The lawsuit seeks to have Google’s practices declared unlawful and stopped, as well as unspecified triple and punitive damages and restitution.

As advertising shifted online to search and social media, newspaper revenue — then staffing — declined. Many papers have closed or become mere shells of their former selves. Many have turned their focus to attracting paid online subscribers or becoming nonprofits supported by wealthy benefactors or foundations.

But even increased online subscription revenue isn’t replacing the revenue lost due to declining digital advertising, according to the lawsuit.

The suit’s claims are based on findings of U.S. congressional committees’ antitrust investigations, and follow similar actions against Google and Facebook from the Federal Trade Commission, the U.S. Department of Justice and more than 40 state attorneys general, including Wisconsin’s.

The Wisconsin papers, like the Tomahawk Leader, Antigo Times and Kewaskum Statesman, tell “the stories of their people, places, struggles and joys,” according to the suit, are locally operated and often the primary source of community news and commentary in their communities.

The owner, Multi Media Channels, based in Waupaca, a subsidiary of Brown County Publishing Co. Inc., also operates 17 news websites in connection with their printed papers….

The owner of eight West Virginia newspapers, HD Media, was the first local newspaper group to sue Google and Facebook under antitrust law, in late January.

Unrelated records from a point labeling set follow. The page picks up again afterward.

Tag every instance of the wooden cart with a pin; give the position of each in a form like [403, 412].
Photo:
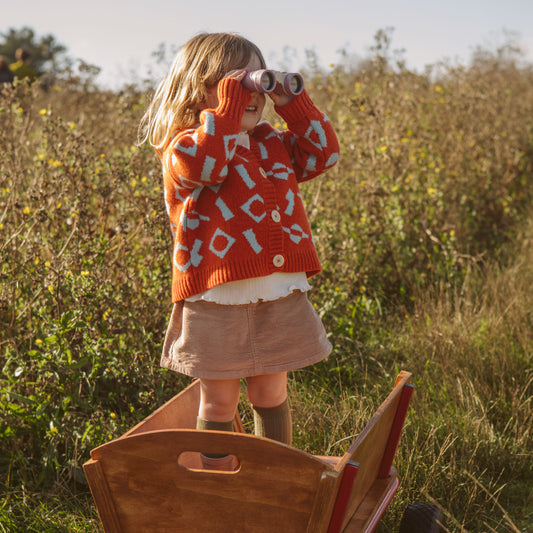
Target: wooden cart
[150, 480]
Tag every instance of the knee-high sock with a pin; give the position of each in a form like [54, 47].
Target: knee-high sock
[274, 422]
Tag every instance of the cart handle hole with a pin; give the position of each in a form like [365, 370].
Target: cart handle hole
[193, 462]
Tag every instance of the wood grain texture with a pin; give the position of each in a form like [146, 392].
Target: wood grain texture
[151, 478]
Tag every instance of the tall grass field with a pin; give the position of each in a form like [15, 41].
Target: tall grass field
[425, 231]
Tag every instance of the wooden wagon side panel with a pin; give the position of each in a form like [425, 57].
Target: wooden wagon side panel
[370, 446]
[276, 487]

“These companies are more powerful than Standard Oil in its heyday, so no one wants to be the first to take them on,” owner Doug Reynolds told the Wall Street Journal. “We felt the political and legal climate have moved in our favor and are ready to go ahead.”

Multi Media Channels also raises a common law claim of unjust enrichment against Google.

“The reduction in revenues to newspapers across the country, including Plaintiff, were directly caused by Defendants’ conduct as set forth herein and went directly into Google’s coffers,” the suit states.

Newspaper advertising revenue has declined from $49 billion in 2006 to $16.5 billion in 2017. Job losses followed. Staffing of 71,000 in 2008 fell to 35,000 in 2019, and is projected to decline another 11% by 2029.

In 2019, 7,800 media industry employees were laid off

“A robust local newsroom requires the financial freedom to support in-depth, sometimes years-long reporting, as well as the ability to hire and retain journalists with expertise….

The suit says since 2004, nearly 1,800 U.S. newspapers have closed or merged, leaving about 200 counties with no newspaper.

As diverse as Google has become — nine of its products, from YouTube to Gmail to Android, each have more than a billion users — it still gets more than 83% of its revenue from digital ads, according to the suit.

“Google maintains its monopoly power through its ownership and control of every aspect of the digital advertising pipeline, including running the leading ad exchange … and using it to give priority to its own products and services,” the suit states.

“In this electronically traded market, Google is pitcher, batter and umpire, all at the same time.”